And with planning permission in place to redevelop Carnsalloch House near Kirkton into six flats, its owners are being urged to act quickly or risk losing it forever.
Photographer Heidi Richardson Allison has been writing a book on the history of the building, and after discovering the fire damage the morning after the blaze on Friday March 18 said: “It was a serious fire, absolutely serious.
“When I walked around the corner on the Saturday morning after it happened I just burst into floods of tears, because to me it wasn’t an ugly building going up on fire – it was 700 or 800 years of history, possibly just disappearing.”
And although the property was bricked up after the blaze, Heidi says there is evidence vandals have since returned to cause more damage.
She said: “Somebody has been in and smashed in the bricks in the front door.”
Heidi has taken a strong interest in Carnsalloch House, which suffered a less serious blaze last March.
Her book charts the history of the property, as home to the Johnston family, with strong links to India, and as a Leonard Cheshire home.

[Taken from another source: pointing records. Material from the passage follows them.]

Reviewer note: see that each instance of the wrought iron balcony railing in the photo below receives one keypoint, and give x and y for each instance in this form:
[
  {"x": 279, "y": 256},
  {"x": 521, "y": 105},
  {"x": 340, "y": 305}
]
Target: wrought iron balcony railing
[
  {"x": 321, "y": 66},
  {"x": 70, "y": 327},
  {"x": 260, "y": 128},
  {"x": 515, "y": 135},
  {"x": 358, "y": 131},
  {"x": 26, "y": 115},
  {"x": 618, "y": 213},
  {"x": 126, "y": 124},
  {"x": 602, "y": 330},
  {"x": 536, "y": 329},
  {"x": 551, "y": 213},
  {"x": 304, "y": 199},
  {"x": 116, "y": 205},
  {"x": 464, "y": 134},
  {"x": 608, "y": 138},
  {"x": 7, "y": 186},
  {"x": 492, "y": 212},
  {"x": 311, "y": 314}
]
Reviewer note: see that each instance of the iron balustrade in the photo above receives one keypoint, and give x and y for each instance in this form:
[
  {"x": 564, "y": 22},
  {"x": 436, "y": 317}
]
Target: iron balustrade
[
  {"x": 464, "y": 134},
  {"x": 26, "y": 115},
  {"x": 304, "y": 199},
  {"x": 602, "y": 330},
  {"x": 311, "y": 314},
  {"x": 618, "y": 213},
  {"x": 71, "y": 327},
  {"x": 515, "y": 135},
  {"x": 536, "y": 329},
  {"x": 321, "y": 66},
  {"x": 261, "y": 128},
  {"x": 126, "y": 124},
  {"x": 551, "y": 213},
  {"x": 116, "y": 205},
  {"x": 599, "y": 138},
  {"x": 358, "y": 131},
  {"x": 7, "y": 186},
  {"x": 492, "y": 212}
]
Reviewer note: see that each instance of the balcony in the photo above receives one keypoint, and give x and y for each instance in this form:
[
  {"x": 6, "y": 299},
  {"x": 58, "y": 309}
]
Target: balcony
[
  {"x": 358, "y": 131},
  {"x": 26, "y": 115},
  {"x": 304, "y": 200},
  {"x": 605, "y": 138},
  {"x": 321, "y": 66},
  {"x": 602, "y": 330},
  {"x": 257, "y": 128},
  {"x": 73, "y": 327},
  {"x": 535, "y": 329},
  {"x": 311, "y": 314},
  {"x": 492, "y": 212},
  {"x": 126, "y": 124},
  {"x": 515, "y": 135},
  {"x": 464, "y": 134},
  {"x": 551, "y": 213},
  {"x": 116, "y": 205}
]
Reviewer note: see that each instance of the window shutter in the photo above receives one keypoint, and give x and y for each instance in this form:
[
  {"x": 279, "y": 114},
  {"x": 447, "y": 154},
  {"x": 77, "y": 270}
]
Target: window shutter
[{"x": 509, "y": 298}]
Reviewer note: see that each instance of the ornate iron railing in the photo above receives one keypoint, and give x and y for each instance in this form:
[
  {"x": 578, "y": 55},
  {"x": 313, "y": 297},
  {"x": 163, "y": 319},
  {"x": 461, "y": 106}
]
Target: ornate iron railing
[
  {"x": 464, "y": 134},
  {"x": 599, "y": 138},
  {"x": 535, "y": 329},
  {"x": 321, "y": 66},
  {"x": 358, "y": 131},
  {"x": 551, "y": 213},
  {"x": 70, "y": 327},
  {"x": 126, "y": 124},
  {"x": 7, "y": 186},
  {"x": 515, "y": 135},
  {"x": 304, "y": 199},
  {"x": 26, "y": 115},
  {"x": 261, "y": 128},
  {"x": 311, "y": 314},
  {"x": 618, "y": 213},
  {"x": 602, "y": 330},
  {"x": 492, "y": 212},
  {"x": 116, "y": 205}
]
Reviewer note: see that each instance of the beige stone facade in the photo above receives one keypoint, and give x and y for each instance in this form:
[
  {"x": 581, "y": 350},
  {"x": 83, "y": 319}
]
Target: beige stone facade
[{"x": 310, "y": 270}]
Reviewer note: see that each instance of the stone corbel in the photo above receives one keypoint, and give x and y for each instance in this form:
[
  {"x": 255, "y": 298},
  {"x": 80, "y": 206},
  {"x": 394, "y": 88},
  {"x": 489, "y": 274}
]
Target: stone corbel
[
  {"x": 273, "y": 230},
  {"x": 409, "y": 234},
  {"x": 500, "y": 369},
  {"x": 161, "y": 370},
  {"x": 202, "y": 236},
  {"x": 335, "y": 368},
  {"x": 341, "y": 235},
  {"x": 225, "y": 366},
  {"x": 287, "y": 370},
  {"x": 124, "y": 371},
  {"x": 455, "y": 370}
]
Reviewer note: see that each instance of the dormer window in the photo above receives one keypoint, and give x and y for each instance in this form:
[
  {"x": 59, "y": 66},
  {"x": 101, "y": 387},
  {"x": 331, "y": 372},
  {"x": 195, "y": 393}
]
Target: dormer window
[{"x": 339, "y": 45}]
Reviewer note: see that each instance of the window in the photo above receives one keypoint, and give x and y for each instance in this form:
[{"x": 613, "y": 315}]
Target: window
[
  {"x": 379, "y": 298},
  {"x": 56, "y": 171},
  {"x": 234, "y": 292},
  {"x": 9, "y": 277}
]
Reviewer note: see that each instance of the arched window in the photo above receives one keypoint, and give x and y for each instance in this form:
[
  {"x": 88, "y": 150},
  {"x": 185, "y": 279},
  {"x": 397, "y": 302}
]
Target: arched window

She said: “I don’t think anybody understands the importance of this building.”
But Heidi has asked why developer Ian Foster, of Carnsalloch Development Co Ltd, is not ensuring more protection of the building, and why development work has not begun.
Mr Foster has applied to redevelop Carnsalloch House to form six houses and create an additional four terraced and four detached houses, but this was refused last January.
However, in November the go-ahead was given to redevelop the main house itself into six dwellings – demolishing extensions, replacing timber windows, blocking up a window and doors, and carrying out internal alterations.
No one from Carnsalloch Development Co Ltd has been available for comment.
But urging support for her calls to preserve the property, Heidi Richardson Allison said: “In case it gets to the point that it’s going to be demolished that people will get up in arms and join me and not allow that to happen.”